Someone I know are using linear regression to estimate differences-in-mean for parental stress, given a binary explanatory variable $X_i=[0,1]$. They have found a small, but significant effect.
They have a sample of 3000 parents, but the sample is very uneven, with 2700 parents with $X_i=0$ and 300 with $X_i=1$. So it's a 90/10 distribution. They are concerned that this could be a problem, and are considering randomly drawing 300 out of the 2700. I have argued against this, as a sample mean of 2700 parents will be closer to the population mean than with a sample of just 300 and the standard deviation will be smaller for a larger sample.
However, I have now read a very interesting old thread discussing this topic here on StackExchange, which raises the point that the power of a t-test is stronger for even samples, i.e., the risk of committing a type 2 error is smaller with 50/50 samples:
How should one interpret the comparison of means from different sample sizes?
The approved answer to the thread above shows how the power of a t-test can be stronger with a 50/50 sample than 75/25 and 90/10. The three samples have $N=100$. Increasing the power of the t-test is, as far as I can tell, the only point of insisiting on having equal samples.

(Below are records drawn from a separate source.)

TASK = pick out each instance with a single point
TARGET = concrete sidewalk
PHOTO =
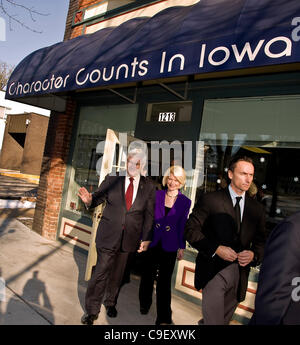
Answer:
(45, 285)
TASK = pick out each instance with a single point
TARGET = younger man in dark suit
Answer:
(125, 226)
(227, 228)
(277, 300)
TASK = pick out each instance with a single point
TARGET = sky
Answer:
(18, 41)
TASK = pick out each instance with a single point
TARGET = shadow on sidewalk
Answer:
(35, 297)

Now, I want to revisit this topic to ask whether or not this result is relevant for larger samples, such as $N=3000$.
The following R-code is lifted from the thread in the link above, with some alterations to include larger samples. The original post is here.

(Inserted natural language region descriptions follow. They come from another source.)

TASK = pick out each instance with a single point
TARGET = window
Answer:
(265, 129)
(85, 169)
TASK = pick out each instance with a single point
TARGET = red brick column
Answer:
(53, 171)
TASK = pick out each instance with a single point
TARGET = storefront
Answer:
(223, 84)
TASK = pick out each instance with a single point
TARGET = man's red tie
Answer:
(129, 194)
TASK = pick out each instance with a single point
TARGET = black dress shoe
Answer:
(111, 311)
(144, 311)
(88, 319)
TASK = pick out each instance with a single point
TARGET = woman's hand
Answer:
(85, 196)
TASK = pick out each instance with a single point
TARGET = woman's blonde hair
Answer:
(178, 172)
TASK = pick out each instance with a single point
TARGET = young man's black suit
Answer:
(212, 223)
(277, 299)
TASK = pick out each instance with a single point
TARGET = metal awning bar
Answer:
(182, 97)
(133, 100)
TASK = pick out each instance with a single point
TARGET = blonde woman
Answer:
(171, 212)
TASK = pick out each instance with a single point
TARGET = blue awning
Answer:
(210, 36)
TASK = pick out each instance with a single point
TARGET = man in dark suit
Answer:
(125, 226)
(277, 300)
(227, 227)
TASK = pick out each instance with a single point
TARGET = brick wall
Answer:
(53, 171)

set.seed(9) # To get the some of the same numbers
# as in the previous thread
power1090 = vector(length=10000) # Storing the p-values from each
power5050 = vector(length=10000) # simulated test to keep track of how many
power100900 = vector(length=10000) # are 'significant'
power3002700 = vector(length=10000)
for(i in 1:10000){ # Runnning the following procedure 10k times
n1a = rnorm(10, mean=0, sd=1) # Drawing 2 samples of sizes 90/10 from 2 normal
n2a = rnorm(90, mean=.5, sd=1) # distributions w/ dif means, but equal SDs
n1b = rnorm(50, mean=0, sd=1) # Same, but samples are 50/ 50
n2b = rnorm(50, mean=.5, sd=1)
n1c = rnorm(100, mean=0, sd=1) # A 90/10 sample, with more observations
n2c = rnorm(900, mean=.5, sd=1)
n1d = rnorm(300, mean=0, sd=1) # A 90/10 sample with 3000 total observations
n2d = rnorm(2700, mean=.5, sd=1)
power1090[i] = t.test(n1a, n2a, var.equal=T)$p.value # here t-tests are run &
power5050[i] = t.test(n1b, n2b, var.equal=T)$p.value # the p-values are stored
power100900[i] = t.test(n1c, n2c, var.equal=T)$p.value # for each version
power3002700[i] = t.test(n1d, n2d, var.equal=T)$p.value
}
mean(power1090<.05) # The powe for a 90/10 sample is 32%.
[1] 0.3203
mean(power5050<.05) # For the 50/50 sample, the power increases to 70%.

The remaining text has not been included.